The re­search com­bined re­sults from 83 stud­ies con­ducted in 19 coun­tries, track­ing nearly 600,000 peo­ple who drank al­co­hol. The re­searchers fo­cused on who de­vel­oped — and died from — stroke and dif­fer­ent forms of heart dis­ease. They made a point of ex­clud­ing peo­ple who had a known his­tory of heart prob­lems at the time they had en­tered a study.

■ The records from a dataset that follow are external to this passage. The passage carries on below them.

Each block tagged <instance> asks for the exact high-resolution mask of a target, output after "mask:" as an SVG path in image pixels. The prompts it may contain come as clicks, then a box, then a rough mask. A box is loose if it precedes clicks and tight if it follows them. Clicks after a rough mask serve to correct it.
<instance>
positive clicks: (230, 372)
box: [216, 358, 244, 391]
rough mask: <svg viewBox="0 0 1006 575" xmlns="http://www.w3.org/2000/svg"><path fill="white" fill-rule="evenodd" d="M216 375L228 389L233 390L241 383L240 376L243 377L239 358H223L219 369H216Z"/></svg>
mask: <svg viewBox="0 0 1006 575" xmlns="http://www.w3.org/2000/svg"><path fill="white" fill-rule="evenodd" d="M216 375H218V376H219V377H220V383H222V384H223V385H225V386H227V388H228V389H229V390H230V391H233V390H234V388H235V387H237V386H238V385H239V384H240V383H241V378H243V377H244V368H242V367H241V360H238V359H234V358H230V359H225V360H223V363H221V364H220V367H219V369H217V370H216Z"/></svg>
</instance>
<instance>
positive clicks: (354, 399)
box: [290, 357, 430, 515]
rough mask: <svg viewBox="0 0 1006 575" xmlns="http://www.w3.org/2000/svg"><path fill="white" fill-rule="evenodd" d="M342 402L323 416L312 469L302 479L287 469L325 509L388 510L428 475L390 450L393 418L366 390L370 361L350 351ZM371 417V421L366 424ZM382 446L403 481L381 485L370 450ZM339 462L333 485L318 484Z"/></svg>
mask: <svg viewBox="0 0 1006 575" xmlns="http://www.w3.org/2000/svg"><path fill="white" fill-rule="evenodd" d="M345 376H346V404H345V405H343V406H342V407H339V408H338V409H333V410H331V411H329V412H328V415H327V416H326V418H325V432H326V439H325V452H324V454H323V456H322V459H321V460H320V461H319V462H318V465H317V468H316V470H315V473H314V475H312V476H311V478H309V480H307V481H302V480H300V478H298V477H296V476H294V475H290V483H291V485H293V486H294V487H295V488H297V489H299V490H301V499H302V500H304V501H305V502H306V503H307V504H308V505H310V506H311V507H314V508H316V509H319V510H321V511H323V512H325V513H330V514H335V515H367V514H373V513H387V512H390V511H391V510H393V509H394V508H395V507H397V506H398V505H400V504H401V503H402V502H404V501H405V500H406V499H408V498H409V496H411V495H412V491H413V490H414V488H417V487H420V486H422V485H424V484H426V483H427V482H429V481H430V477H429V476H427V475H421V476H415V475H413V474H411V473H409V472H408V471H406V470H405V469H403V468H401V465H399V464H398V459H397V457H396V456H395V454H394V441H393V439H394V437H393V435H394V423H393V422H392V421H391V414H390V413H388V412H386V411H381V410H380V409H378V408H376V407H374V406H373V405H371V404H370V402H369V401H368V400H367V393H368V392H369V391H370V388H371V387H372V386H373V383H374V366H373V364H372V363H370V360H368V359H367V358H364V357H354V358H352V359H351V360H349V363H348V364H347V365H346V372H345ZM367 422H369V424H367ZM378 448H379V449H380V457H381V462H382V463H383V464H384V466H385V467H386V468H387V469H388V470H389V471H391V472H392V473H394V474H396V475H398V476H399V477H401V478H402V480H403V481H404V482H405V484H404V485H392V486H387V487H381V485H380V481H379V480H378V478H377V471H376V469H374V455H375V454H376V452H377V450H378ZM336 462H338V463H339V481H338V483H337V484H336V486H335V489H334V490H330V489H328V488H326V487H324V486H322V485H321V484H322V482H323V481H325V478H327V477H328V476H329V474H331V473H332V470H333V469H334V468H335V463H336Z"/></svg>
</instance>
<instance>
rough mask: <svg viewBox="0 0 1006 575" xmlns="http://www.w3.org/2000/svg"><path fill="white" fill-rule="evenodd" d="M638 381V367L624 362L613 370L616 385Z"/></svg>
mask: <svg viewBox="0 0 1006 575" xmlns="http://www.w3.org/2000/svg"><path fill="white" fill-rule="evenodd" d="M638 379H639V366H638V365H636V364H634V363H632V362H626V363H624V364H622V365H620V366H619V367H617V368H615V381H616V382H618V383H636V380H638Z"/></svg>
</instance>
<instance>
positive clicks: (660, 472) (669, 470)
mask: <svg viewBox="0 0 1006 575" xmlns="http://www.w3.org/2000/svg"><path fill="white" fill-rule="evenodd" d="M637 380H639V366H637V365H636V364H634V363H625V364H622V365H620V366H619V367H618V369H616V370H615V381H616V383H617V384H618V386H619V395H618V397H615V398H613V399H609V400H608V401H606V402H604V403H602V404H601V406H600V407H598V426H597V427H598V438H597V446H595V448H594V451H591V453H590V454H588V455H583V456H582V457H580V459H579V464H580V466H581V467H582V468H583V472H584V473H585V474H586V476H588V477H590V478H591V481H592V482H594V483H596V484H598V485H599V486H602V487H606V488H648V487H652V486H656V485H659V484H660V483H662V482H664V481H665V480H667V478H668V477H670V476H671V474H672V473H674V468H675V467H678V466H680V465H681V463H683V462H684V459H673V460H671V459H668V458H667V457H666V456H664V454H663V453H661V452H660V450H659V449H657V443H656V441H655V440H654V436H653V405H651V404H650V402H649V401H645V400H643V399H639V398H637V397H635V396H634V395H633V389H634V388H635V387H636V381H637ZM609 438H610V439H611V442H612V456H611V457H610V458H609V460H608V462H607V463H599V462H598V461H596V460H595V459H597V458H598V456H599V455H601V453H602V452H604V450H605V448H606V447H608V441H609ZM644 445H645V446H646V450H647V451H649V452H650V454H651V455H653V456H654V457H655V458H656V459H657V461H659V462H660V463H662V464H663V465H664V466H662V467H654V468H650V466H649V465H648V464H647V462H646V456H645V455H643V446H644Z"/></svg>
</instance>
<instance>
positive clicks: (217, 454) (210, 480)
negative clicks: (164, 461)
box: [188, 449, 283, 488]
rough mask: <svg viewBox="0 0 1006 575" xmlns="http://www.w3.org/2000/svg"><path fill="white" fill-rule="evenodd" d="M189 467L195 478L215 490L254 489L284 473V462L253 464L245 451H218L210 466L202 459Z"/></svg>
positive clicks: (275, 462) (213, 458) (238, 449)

About half the par­tic­i­pants said they had more than 100 grams of al­co­hol a week. There’s vari­a­tion from coun­try to coun­try as to how many grams of al­co­hol are gen­er­ally found in a stan­dard drink. In Bri­tain, that’s about six pints of beer a week. But in the U.S., 100 grams is equiv­a­lent to what’s in seven 12-ounce cans of beer, 5ounce glasses of wine, or 1.5-ounce shots of rum, gin or other dis­tilled spir­its.

The re­searchers found a higher risk of stroke, heart fail­ure and other prob­lems in that group of heav­ier drinkers. That may partly re­flect that al­co­hol can el­e­vate blood pres­sure and al­ter choles­terol lev­els, the re­searchers said.

No­tably, the heav­ier drinkers were less likely to have a heart attack. But bal­anced against the in­creased risk of a stroke and other heart prob­lems, the im­pact of drink­ing more than seven drinks a week is more bad than good, said the study’s lead author, Dr. An­gela Wood of the Uni­ver­sity of Cam­bridge in Eng­land.

Like most stud­ies, this one has flaws. It’s not built to make firm con­clu­sions about cause and ef­fect. Re­search that rolls to­gether pre­vi­ous stud­ies can be prob­lem­atic if they aren’t sim­i­lar enough, though this one ap­pears to have done a good job at over­com­ing that ob­sta­cle and com­bin­ing com­pa­ra­ble data, Jerni­gan said.

Re­searchers re­lied on what par­tic­i­pants re­ported drink­ing at the start, rec­og­niz­ing that many peo­ple may be low­balling how much they ac­tu­ally down. And the study didn’t ac­count for any changes in their drink­ing habits.

At O’Hara’s Restau­rant and Pub, a wa­ter­ing hole in lower Man­hat­tan, one pa­tron shrugged off the study and its rec­om­men­da­tion. Shawn Free­man, vis­it­ing from St. Louis, said other things in­flu­ence how much he drinks, like his mood and whether he’ll be driv­ing.